Dafür kommen Marion und ihr Kollege Matthew Burton jeden Mittwoch nach Lichten­rade ins Flüchtlings­heim und veranstalten Work­shops. Die beiden sind Clowns vom Verein Rote Nasen, der es sich zur Aufgabe gemacht hat, überall dort Trost und Zuversicht zu spenden, wo Menschen leiden. Besonders bekannt sind sie für ihre Besuche in Krankenhäusern und Senio­ren­einrichtungen. Die auf zwei Monate ausgelegten Workshops in Flücht­lings­­unterkünften gehören zu dem Programm „Emergency Smile“, das seit 2014 von der Europäischen Union gefördert wird. Am Ende des Kurses dürfen sie in einer Aufführung zeigen, was sie gelernt haben. Das Projekt wird neben der EU auch vom Deutschen Kinderhilfswerk, „Clowns helfen“ und „Menschen helfen“ unterstützt.

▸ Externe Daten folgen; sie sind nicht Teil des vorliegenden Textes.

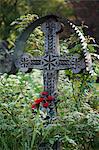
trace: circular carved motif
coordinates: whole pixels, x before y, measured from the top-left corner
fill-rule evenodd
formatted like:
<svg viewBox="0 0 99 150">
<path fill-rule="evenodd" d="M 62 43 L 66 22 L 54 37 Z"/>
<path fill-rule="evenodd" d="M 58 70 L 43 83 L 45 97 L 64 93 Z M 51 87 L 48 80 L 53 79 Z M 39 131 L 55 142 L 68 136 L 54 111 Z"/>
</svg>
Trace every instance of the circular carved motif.
<svg viewBox="0 0 99 150">
<path fill-rule="evenodd" d="M 58 62 L 58 56 L 48 54 L 42 57 L 41 64 L 44 70 L 57 70 Z"/>
</svg>

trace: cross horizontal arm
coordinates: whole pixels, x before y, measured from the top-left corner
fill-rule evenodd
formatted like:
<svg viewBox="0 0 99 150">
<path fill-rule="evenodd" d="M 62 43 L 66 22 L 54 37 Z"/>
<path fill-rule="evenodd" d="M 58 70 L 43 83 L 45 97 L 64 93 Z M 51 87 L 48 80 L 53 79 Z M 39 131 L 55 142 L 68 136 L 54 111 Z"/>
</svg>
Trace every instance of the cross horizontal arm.
<svg viewBox="0 0 99 150">
<path fill-rule="evenodd" d="M 73 56 L 59 57 L 58 70 L 71 69 L 73 73 L 79 73 L 85 69 L 84 59 L 80 59 L 80 55 L 74 54 Z"/>
<path fill-rule="evenodd" d="M 28 69 L 42 69 L 41 57 L 32 57 L 27 53 L 22 54 L 15 65 L 22 72 L 27 72 Z"/>
</svg>

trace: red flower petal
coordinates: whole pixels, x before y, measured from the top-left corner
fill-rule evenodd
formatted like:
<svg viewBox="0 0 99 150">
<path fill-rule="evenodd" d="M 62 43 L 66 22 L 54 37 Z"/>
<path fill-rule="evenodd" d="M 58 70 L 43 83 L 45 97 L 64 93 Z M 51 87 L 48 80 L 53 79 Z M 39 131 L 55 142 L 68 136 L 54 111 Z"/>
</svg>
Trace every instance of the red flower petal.
<svg viewBox="0 0 99 150">
<path fill-rule="evenodd" d="M 36 105 L 35 105 L 35 104 L 32 104 L 31 108 L 32 108 L 32 109 L 36 109 Z"/>
<path fill-rule="evenodd" d="M 48 92 L 46 92 L 46 91 L 41 92 L 41 95 L 48 95 Z"/>
<path fill-rule="evenodd" d="M 41 103 L 43 100 L 44 100 L 44 98 L 38 98 L 38 99 L 36 99 L 34 102 L 35 102 L 35 104 L 39 104 L 39 103 Z"/>
<path fill-rule="evenodd" d="M 48 102 L 46 102 L 46 103 L 43 104 L 43 107 L 45 107 L 45 108 L 47 108 L 48 106 L 49 106 Z"/>
<path fill-rule="evenodd" d="M 54 96 L 48 96 L 47 100 L 48 100 L 48 101 L 54 100 Z"/>
</svg>

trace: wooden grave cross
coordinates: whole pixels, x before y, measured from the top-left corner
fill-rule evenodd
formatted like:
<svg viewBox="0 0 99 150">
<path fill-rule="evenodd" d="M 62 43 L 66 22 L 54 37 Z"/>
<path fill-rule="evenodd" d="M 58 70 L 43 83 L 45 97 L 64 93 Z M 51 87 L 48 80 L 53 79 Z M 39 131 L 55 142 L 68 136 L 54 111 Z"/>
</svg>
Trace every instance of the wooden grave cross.
<svg viewBox="0 0 99 150">
<path fill-rule="evenodd" d="M 50 113 L 55 116 L 55 102 L 57 102 L 57 82 L 60 70 L 71 69 L 73 73 L 79 73 L 85 68 L 84 59 L 79 55 L 60 56 L 59 51 L 59 32 L 61 23 L 53 18 L 49 18 L 42 25 L 42 31 L 45 35 L 45 51 L 40 57 L 32 57 L 30 54 L 23 53 L 16 61 L 16 67 L 27 72 L 28 69 L 43 70 L 44 91 L 55 97 L 50 107 Z"/>
</svg>

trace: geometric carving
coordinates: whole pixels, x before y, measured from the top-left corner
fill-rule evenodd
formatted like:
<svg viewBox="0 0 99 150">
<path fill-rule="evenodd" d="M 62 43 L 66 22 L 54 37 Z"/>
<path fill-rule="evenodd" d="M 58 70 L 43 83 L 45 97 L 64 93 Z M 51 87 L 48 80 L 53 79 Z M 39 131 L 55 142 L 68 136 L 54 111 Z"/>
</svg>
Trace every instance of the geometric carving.
<svg viewBox="0 0 99 150">
<path fill-rule="evenodd" d="M 42 66 L 44 70 L 56 70 L 58 65 L 58 56 L 55 54 L 48 54 L 42 57 Z"/>
<path fill-rule="evenodd" d="M 59 18 L 57 18 L 59 19 Z M 82 58 L 79 54 L 65 55 L 60 56 L 59 51 L 59 32 L 61 31 L 61 19 L 60 21 L 56 20 L 53 17 L 49 17 L 46 19 L 44 23 L 42 23 L 42 31 L 45 35 L 45 51 L 44 56 L 41 57 L 32 57 L 28 54 L 22 54 L 20 58 L 17 59 L 15 65 L 21 71 L 27 72 L 28 69 L 39 69 L 43 70 L 43 82 L 44 82 L 44 91 L 47 91 L 49 95 L 54 96 L 54 101 L 51 101 L 50 113 L 55 114 L 55 104 L 57 102 L 57 82 L 58 82 L 58 74 L 60 70 L 71 69 L 73 73 L 79 73 L 82 69 L 86 69 L 86 62 L 88 65 L 88 58 L 86 60 Z M 62 23 L 66 24 L 62 20 Z M 70 23 L 70 26 L 74 29 L 74 31 L 79 34 L 79 38 L 81 41 L 84 41 L 83 35 L 80 31 Z M 84 44 L 83 49 L 86 48 Z M 86 51 L 84 52 L 84 56 L 87 55 Z M 88 55 L 87 55 L 88 56 Z M 91 61 L 90 61 L 91 62 Z M 88 65 L 89 67 L 89 65 Z"/>
</svg>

Marion Pletz alias Clown Antonia arbeitet als Clown für den Verein Rote Nasen. Foto: Markus Pletz
Marion Pletz alias Clown Antonia arbeitet als Clown für den Verein Rote Nasen. Foto: Markus Pletz
Matthew Burton stammt aus Australien und ist ausgebildeter Clown. Foto: Markus Pletz
Matthew Burton stammt aus Australien und ist ausgebildeter Clown. Foto: Markus Pletz

Die meisten der Kinder stammen aus Syrien und dem Kosovo. Aber auch deutsche Klassenkameraden und Nachbars­kinder dürfen mit­machen. Denn neben lustigen Show­einlagen, Musik, Jonglage und Akrobatik geht es auch darum, die Begegnung zu fördern und ein tolerantes, respektvolles Mit­einander zu vermitteln. Jeder soll seinen Platz finden und sich sicher fühlen. Dazu braucht es klare Regeln. Schlagen ist tabu, genauso das Mitbringen von Spiel­zeugwaffen. Außerdem ist immer eine Sozial­arbeiterin vor Ort, um die Rasselbande im Zaum zu halten. Das gehörte zu den Bedingungen von Rote Nasen.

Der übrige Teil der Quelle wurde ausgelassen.